The snow cleared completely, torn aside by the biting wind as swiftly as it had come, and this lull was accompanied by a sudden brightening of the sky as Napoleon's brother-in-law, Marshal Murat, led forward more than ten thousand horsemen to burst through the Russian line. Wheeling in its rear and repeatedly breaking the centre, they sabred the indomitable gunners and cut up the devoted Russian infantry that had so recently threatened their Emperor. Behind Murat's cuirassiers and dragoons, Marshal Bessieres followed with the Horse Grenadiers of the Imperial Guard, big men on huge black horses who trampled the remains of Bennigsen's frontal assault beneath their hooves. But the tide of cavalry had reached its limit. It was unsupported and ebbed inexorably back towards Eylau. The guns of the Russian centre were re-manned and began to pour shot into the enemy as they retreated. Then another curtain of snow closed over the mass of dying and mutilated men, so that their cries and groans were unheard.

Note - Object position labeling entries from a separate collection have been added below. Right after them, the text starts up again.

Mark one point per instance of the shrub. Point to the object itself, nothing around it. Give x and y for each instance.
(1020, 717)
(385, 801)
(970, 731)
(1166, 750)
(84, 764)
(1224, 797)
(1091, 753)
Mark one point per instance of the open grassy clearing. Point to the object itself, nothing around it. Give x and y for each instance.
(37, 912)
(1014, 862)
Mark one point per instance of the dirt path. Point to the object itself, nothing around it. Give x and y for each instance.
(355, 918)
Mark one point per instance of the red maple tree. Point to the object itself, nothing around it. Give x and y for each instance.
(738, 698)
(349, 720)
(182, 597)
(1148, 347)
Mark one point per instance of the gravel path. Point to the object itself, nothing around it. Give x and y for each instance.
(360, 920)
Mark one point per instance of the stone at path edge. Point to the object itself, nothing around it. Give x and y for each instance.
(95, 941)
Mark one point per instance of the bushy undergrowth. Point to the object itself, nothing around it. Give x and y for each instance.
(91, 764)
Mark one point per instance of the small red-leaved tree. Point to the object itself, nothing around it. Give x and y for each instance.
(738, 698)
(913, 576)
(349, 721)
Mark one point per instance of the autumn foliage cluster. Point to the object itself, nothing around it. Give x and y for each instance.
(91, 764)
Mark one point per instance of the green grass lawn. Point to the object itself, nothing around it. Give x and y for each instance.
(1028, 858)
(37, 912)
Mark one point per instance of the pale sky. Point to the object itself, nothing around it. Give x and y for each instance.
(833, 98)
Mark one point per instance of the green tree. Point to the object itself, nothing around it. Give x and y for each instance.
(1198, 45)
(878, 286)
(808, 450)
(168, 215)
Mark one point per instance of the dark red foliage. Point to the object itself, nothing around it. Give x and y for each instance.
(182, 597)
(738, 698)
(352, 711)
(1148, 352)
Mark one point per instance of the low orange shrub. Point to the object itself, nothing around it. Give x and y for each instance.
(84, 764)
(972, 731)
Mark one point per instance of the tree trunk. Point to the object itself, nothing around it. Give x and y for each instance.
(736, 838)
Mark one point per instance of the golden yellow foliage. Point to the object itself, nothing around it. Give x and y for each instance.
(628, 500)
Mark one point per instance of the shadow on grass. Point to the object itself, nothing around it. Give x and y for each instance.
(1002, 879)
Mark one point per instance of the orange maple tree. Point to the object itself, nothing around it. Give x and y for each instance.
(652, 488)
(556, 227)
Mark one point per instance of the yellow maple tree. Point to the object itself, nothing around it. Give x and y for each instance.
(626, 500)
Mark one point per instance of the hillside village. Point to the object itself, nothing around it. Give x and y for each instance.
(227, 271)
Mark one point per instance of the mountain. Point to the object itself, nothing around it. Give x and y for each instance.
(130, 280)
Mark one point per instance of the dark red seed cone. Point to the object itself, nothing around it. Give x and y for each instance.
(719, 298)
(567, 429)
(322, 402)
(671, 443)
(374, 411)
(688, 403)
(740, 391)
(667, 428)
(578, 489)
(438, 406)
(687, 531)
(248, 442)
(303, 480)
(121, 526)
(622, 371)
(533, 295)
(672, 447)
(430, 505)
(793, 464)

The staff-officer finished the flask of vodka and tucked it into the breast of his coat. He nodded companionably to a subaltern who rode up from the Cossack flank.

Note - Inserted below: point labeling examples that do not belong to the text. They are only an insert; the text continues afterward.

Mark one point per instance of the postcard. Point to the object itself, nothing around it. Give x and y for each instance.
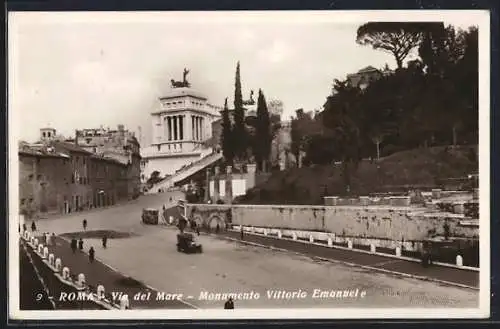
(249, 165)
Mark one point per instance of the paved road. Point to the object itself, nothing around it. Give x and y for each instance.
(151, 257)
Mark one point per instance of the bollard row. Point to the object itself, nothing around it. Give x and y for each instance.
(330, 243)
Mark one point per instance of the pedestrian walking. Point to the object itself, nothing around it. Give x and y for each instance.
(73, 245)
(91, 254)
(229, 305)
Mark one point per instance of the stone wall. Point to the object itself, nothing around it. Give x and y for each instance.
(378, 222)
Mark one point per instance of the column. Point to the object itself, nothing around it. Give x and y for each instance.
(186, 127)
(216, 185)
(175, 127)
(169, 128)
(181, 127)
(229, 185)
(207, 187)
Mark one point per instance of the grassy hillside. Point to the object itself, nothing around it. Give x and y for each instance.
(417, 168)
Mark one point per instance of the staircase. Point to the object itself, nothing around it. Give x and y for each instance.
(186, 172)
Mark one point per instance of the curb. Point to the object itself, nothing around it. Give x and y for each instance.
(367, 267)
(123, 274)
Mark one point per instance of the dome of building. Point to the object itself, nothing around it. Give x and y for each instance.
(184, 91)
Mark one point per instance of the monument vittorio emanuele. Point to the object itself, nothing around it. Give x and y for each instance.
(180, 125)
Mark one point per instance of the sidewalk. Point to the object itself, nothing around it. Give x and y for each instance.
(451, 275)
(97, 273)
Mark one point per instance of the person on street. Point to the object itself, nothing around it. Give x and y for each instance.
(73, 245)
(91, 254)
(229, 305)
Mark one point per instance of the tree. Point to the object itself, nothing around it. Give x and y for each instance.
(227, 139)
(240, 140)
(263, 134)
(397, 38)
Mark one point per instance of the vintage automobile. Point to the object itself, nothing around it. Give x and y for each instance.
(186, 243)
(150, 216)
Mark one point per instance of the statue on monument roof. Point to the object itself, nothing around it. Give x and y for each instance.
(183, 83)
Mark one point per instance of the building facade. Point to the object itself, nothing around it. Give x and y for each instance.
(120, 145)
(181, 125)
(61, 177)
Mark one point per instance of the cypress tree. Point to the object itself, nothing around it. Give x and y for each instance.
(227, 142)
(262, 132)
(239, 132)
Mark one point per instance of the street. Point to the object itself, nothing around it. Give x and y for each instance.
(281, 279)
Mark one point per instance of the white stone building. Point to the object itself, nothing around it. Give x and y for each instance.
(180, 125)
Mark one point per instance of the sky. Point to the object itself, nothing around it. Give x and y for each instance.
(85, 70)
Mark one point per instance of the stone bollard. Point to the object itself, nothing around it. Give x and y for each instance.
(124, 304)
(51, 259)
(66, 273)
(81, 279)
(100, 292)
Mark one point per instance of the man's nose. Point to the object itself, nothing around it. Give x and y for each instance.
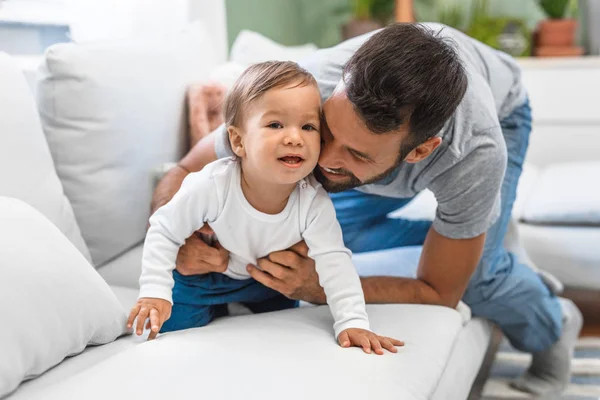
(330, 155)
(293, 137)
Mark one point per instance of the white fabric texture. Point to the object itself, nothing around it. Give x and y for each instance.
(214, 195)
(288, 354)
(571, 254)
(55, 302)
(251, 47)
(565, 194)
(111, 113)
(26, 168)
(124, 270)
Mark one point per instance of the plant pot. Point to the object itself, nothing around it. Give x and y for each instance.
(359, 27)
(556, 33)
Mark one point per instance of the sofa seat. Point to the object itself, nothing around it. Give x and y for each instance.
(571, 253)
(443, 352)
(289, 354)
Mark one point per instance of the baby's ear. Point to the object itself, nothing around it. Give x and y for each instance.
(236, 140)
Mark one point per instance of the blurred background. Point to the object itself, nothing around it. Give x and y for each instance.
(519, 27)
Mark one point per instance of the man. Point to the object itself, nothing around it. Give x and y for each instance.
(408, 108)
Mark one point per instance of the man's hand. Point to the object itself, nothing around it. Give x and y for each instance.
(292, 273)
(196, 257)
(368, 341)
(158, 310)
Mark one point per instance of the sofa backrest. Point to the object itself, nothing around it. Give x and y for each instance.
(26, 168)
(113, 112)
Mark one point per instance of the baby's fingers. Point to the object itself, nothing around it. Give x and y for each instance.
(395, 342)
(132, 314)
(154, 324)
(376, 344)
(365, 343)
(141, 318)
(387, 344)
(344, 339)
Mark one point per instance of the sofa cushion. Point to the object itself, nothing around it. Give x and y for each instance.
(111, 113)
(289, 355)
(26, 168)
(55, 303)
(565, 194)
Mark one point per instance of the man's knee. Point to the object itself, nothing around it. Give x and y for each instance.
(520, 303)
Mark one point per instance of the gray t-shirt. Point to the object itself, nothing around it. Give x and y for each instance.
(465, 172)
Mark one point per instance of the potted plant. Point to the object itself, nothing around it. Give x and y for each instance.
(557, 30)
(367, 16)
(555, 35)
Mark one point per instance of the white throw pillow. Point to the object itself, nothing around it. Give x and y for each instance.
(112, 112)
(565, 194)
(252, 47)
(54, 303)
(26, 168)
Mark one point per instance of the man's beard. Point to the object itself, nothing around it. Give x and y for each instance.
(353, 181)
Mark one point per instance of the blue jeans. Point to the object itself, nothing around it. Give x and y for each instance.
(198, 299)
(501, 289)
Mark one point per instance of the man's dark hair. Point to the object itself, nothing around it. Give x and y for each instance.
(406, 71)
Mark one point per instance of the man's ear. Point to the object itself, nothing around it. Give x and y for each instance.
(423, 151)
(236, 139)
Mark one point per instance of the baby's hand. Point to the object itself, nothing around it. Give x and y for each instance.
(158, 310)
(368, 340)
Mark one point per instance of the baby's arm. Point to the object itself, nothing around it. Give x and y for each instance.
(195, 203)
(339, 278)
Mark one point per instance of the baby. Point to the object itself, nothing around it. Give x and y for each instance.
(264, 200)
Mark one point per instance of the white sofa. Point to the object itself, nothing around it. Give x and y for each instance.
(110, 113)
(558, 206)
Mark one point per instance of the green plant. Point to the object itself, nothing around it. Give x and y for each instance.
(362, 9)
(380, 10)
(555, 9)
(452, 15)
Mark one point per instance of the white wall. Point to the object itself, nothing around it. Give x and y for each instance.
(118, 19)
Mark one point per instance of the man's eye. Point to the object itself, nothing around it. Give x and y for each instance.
(309, 128)
(358, 157)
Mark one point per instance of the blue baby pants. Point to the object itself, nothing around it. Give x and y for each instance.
(198, 299)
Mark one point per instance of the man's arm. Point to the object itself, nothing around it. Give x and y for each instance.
(445, 267)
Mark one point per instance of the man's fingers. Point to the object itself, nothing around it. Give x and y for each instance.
(300, 248)
(344, 340)
(285, 257)
(132, 314)
(206, 229)
(273, 269)
(264, 278)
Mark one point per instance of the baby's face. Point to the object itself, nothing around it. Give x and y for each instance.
(282, 134)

'Well, young Repin, this is a bloody business, but a sweet revenge for Austerlitz, eh?'
'Indeed, sir, it is.'
'Count Kalitkin should rejoin us soon... ah, here he comes, if I'm not mistaken ...' Kalitkin rode up and reined in, his eyes gleaming with triumph, his horse steaming.
'Well, my friend, I have done it again! I have found your Ney for you. Voila!' Kalitkin pointed behind him where some of Lasalle's hussars were moving out to form a screen behind which the head of a marching column could just be made out through the snow. 'And also I have found our valiant ally, or, at least, what remains of him...'
'General Lestocq's Prussians?' asked the staff-officer sharply.